The BARN founders’ original vision of pooling donated and purchased specialized equipment and resources has given members and students taking courses access to tools, machinery, supplies and expertise that artists and hobbyists could never afford in their own home studios and workshops. As the BARN studios scale up to meet demand, they’re investing in new equipment for new classes and collaborating with the community on new projects.
This spring, BARN offered a monthly Teen Night with food, drinks and games; inviting high school students to learn how to cut plasma in the welding studio, make copper bracelets in the jewelry studio and learn how to do string press painting. There are plans to offer more youth programming during summer and school vacations.
Over the past year, BARN volunteers worked with Bainbridge’s Battle Point Astronomical Association to upgrade the observatory at Battle Point Park. While volunteers in the metal fabrication studio manufactured and installed new drive and control systems for the telescope, volunteers in the woodworking studio built and outfitted the planetarium with new storage cabinets.
In February, Dumouchel announced the organization’s newest venture. The Washington State Workforce Training and Education Coordinating Board recently licensed BARN to offer postsecondary certificate programs.
“There are construction companies who want to hire skilled woodworkers and jewelry artists who want to sell their creations,” she said. “Offering a certificate here at BARN turns an interest into a career path and becomes another way we can offer options to our surrounding community.”

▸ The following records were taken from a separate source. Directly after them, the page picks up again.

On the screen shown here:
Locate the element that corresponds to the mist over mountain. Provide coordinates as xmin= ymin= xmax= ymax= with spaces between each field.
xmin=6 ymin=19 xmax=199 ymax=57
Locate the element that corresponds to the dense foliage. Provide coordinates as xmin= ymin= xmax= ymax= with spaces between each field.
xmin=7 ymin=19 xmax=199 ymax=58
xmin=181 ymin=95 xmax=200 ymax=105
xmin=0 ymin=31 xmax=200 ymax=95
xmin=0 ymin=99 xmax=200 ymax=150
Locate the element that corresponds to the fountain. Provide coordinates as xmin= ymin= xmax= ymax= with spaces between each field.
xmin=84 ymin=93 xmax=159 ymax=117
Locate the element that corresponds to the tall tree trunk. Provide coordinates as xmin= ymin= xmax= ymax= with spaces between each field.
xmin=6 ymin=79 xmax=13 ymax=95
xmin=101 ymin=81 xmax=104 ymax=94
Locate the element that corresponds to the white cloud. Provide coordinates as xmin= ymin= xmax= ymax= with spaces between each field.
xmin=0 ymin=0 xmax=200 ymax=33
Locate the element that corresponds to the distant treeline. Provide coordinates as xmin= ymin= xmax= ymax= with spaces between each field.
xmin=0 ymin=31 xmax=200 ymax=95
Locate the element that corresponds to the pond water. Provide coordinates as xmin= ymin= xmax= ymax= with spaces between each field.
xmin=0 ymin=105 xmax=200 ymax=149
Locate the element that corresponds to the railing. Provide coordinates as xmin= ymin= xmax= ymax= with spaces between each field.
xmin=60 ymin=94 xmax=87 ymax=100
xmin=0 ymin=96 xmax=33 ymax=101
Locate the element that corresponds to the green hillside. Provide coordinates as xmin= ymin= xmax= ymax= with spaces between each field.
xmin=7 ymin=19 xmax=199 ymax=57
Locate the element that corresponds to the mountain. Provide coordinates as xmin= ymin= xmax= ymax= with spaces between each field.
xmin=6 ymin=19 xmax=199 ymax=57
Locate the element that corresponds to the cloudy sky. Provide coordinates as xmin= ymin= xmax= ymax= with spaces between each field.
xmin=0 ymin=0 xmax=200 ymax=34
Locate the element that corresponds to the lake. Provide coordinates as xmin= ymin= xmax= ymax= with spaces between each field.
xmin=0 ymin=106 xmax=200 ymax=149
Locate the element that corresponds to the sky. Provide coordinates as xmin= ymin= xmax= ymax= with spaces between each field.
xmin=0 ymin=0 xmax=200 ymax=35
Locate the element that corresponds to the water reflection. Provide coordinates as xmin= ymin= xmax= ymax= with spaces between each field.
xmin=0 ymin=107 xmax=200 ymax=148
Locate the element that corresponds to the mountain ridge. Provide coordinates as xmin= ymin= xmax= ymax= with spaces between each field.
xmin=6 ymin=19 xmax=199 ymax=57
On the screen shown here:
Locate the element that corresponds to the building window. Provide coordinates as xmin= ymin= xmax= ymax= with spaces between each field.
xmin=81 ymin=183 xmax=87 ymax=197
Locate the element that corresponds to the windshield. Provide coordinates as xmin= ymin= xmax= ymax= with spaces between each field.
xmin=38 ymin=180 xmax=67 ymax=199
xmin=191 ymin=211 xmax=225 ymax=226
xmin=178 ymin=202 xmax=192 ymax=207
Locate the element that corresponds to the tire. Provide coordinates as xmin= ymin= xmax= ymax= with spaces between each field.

BARN’s surrounding community goes beyond its island location. As its reputation grows, so does its geographic draw. On any given day, you can find members and students taking classes from Gig Harbor, Sequim, Bremerton and Seattle, working and learning in its studios.
“The biggest reason people come is to work around other people to bounce ideas and share their passion,” Goodwin said.
Echoed Dumouchel, “BARN has become a place of comfort and community for people.”